Submitted to: American Association of Veterinary Laboratory Diagnosticians
Publication Type: Abstract Only
Publication Acceptance Date: 10/28/2008
Publication Date: 10/28/2008
Citation: Frye, J.G., Cray, P.J., Jackson, C.R., Englen, M.D. 2008. A Multiplex PCR Method for the Rapid Serotyping of Common Clinical Isolates of Salmonella. American Association of Veterinary Laboratory Diagnosticians. October 28, 2008. Reno, Nevada.

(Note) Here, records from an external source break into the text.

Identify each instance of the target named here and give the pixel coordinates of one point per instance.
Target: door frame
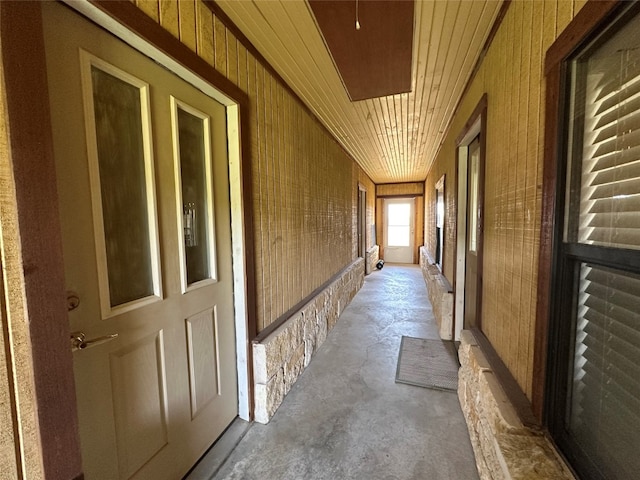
(54, 446)
(385, 223)
(475, 126)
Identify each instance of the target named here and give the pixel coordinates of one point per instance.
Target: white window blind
(605, 405)
(610, 184)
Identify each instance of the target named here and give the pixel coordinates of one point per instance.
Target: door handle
(79, 341)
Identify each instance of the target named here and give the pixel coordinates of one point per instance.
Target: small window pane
(196, 195)
(123, 184)
(399, 214)
(605, 175)
(399, 236)
(474, 165)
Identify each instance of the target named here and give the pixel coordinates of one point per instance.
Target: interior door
(142, 176)
(399, 230)
(473, 250)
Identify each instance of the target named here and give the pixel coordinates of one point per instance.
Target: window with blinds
(600, 257)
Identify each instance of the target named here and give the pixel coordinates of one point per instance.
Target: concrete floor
(346, 418)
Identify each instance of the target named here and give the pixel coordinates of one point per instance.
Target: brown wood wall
(512, 76)
(304, 184)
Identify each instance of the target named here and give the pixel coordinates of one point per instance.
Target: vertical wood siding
(512, 76)
(304, 184)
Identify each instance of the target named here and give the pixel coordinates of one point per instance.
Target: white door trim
(235, 175)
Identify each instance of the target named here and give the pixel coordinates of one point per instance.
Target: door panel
(399, 230)
(154, 399)
(473, 237)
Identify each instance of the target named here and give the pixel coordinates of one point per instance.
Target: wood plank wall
(304, 184)
(512, 76)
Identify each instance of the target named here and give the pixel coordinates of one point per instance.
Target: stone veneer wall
(503, 446)
(281, 358)
(373, 255)
(440, 295)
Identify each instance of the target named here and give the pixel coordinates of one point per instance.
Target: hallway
(346, 418)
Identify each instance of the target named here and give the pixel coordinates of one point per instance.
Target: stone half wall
(373, 255)
(504, 448)
(440, 295)
(280, 359)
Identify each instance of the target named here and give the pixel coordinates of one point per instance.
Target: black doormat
(428, 363)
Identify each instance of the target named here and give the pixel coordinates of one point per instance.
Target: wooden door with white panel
(142, 173)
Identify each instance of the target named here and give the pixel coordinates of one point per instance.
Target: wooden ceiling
(374, 55)
(394, 138)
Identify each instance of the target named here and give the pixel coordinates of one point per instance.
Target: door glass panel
(195, 199)
(123, 181)
(474, 161)
(399, 225)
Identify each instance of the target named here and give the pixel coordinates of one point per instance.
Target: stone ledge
(440, 295)
(280, 358)
(504, 448)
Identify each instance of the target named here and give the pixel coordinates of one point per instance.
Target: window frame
(558, 258)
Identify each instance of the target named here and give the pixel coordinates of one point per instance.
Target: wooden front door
(473, 250)
(399, 230)
(142, 174)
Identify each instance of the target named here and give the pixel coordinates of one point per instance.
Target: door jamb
(474, 126)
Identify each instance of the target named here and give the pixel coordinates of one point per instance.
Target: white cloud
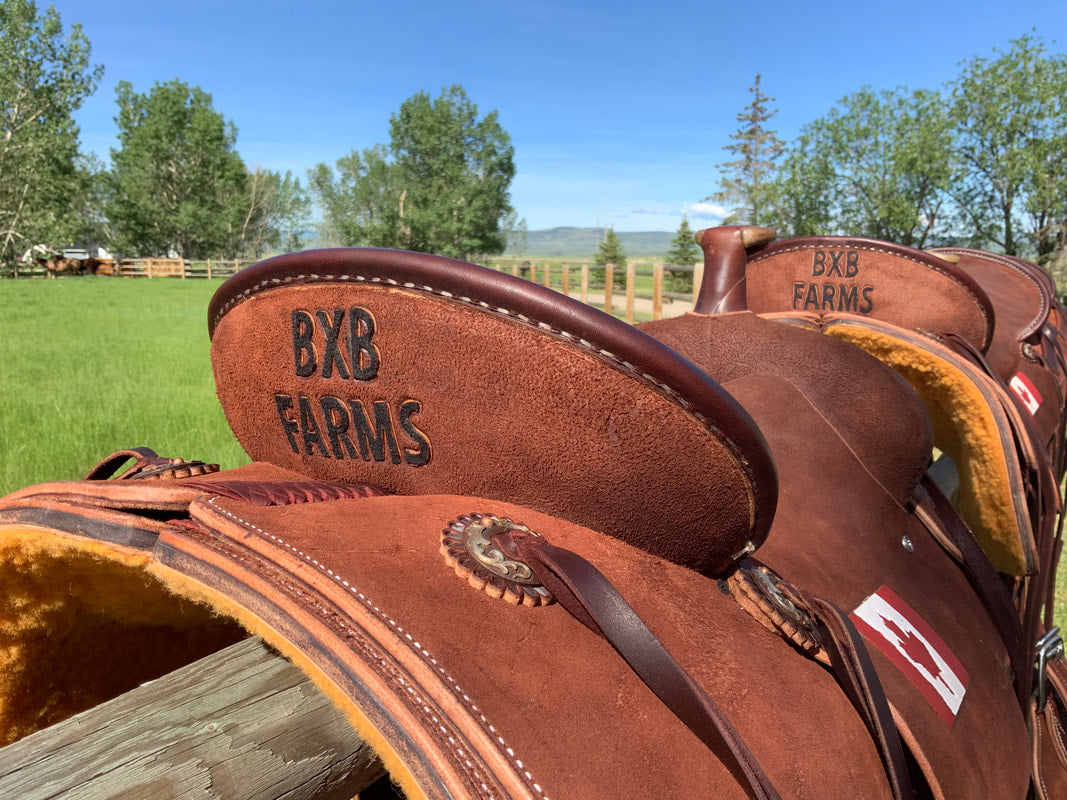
(705, 210)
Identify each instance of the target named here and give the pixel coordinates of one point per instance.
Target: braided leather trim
(285, 493)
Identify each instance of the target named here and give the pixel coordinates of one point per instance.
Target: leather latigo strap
(584, 591)
(421, 374)
(936, 512)
(348, 610)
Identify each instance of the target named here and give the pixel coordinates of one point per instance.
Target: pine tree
(684, 252)
(609, 251)
(745, 186)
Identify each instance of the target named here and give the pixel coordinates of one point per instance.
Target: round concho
(467, 546)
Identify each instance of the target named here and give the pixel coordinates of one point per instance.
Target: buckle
(1049, 648)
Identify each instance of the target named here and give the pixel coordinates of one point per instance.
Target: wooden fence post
(631, 280)
(608, 286)
(657, 290)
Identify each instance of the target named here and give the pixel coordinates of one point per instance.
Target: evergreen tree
(609, 251)
(684, 252)
(746, 182)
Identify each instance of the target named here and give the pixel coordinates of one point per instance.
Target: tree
(1013, 143)
(610, 251)
(684, 252)
(276, 213)
(442, 186)
(44, 79)
(878, 164)
(177, 180)
(745, 180)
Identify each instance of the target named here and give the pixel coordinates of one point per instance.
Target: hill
(570, 242)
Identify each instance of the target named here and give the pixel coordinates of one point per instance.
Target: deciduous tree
(44, 79)
(178, 182)
(442, 186)
(1012, 142)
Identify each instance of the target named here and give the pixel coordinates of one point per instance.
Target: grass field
(95, 365)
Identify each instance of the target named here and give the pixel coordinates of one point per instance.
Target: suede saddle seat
(932, 322)
(414, 420)
(1026, 351)
(851, 441)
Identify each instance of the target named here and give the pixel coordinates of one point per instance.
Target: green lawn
(93, 365)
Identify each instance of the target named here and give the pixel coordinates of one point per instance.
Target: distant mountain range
(568, 242)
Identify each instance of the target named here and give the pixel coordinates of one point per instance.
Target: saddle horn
(727, 250)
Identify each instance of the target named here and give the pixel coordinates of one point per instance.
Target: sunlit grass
(94, 365)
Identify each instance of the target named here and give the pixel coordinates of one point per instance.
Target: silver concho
(467, 546)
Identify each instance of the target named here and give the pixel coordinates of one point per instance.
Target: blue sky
(618, 111)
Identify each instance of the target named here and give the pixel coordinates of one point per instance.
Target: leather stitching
(663, 387)
(487, 725)
(1041, 291)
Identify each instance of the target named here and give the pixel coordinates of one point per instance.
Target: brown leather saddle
(532, 552)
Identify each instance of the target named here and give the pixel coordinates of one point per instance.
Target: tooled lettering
(303, 350)
(309, 428)
(344, 335)
(832, 298)
(819, 267)
(330, 355)
(420, 456)
(354, 430)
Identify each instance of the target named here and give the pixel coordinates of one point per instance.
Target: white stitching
(418, 648)
(670, 393)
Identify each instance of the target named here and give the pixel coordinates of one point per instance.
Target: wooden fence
(637, 291)
(142, 268)
(642, 296)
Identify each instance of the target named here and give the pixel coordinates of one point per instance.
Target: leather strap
(584, 591)
(934, 508)
(856, 675)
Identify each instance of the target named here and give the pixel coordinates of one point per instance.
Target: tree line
(975, 162)
(980, 161)
(176, 182)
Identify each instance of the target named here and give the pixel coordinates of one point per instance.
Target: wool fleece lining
(970, 428)
(81, 623)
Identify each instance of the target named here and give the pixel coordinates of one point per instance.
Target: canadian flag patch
(1026, 393)
(908, 641)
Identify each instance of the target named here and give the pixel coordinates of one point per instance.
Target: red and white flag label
(908, 641)
(1026, 393)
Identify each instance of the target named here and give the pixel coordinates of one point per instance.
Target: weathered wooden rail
(240, 724)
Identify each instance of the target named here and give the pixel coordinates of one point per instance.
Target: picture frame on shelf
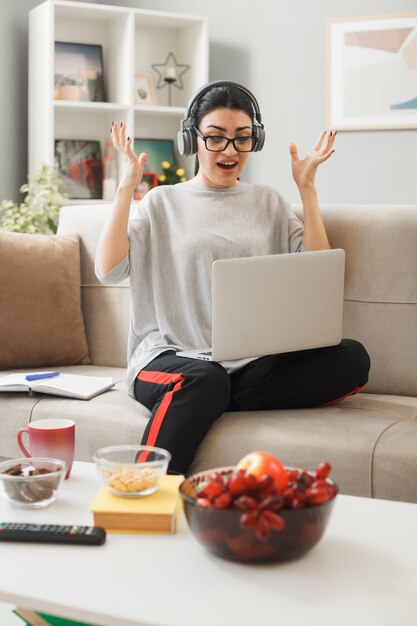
(80, 167)
(158, 150)
(372, 67)
(79, 73)
(144, 90)
(149, 180)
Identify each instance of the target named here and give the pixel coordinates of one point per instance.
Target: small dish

Technical Abstract: Salmonella enterica can cause disease in humans and in animals. There are over 2400 different serotypes of Salmonella and determining serotype in an infection is essential for attributing the infection to a specific bacterium. Conventional serotype is determined in a laboratory by reaction between Salmonella antigens with specific antibodies. This is a lengthy process which requires many days, specialized experience and costly production of serum antibody. Recent research using genomic analysis of Salmonella serotypes has revealed that each serotype has a core number of genes (about 4000) in addition to 400-600 genes that are specific for each serotype. The analyses of gene distribution within specific serotypes have been used to develop techniques to replace conventional serotyping. We identified a small number of genes that can differentiate between most common serotypes of Salmonella. These were used to develop a multiplex PCR that can identify the top 35 clinical Salmonella serotypes. This represent over 85% of all Salmonella isolated associated with food borne illness in the U.S. The multiplex PCR is cheaper, quicker and easier to perform than conventional serological typing and can be adopted by any laboratory. This represents a significant improvement in both speed and ease over conventional serotyping.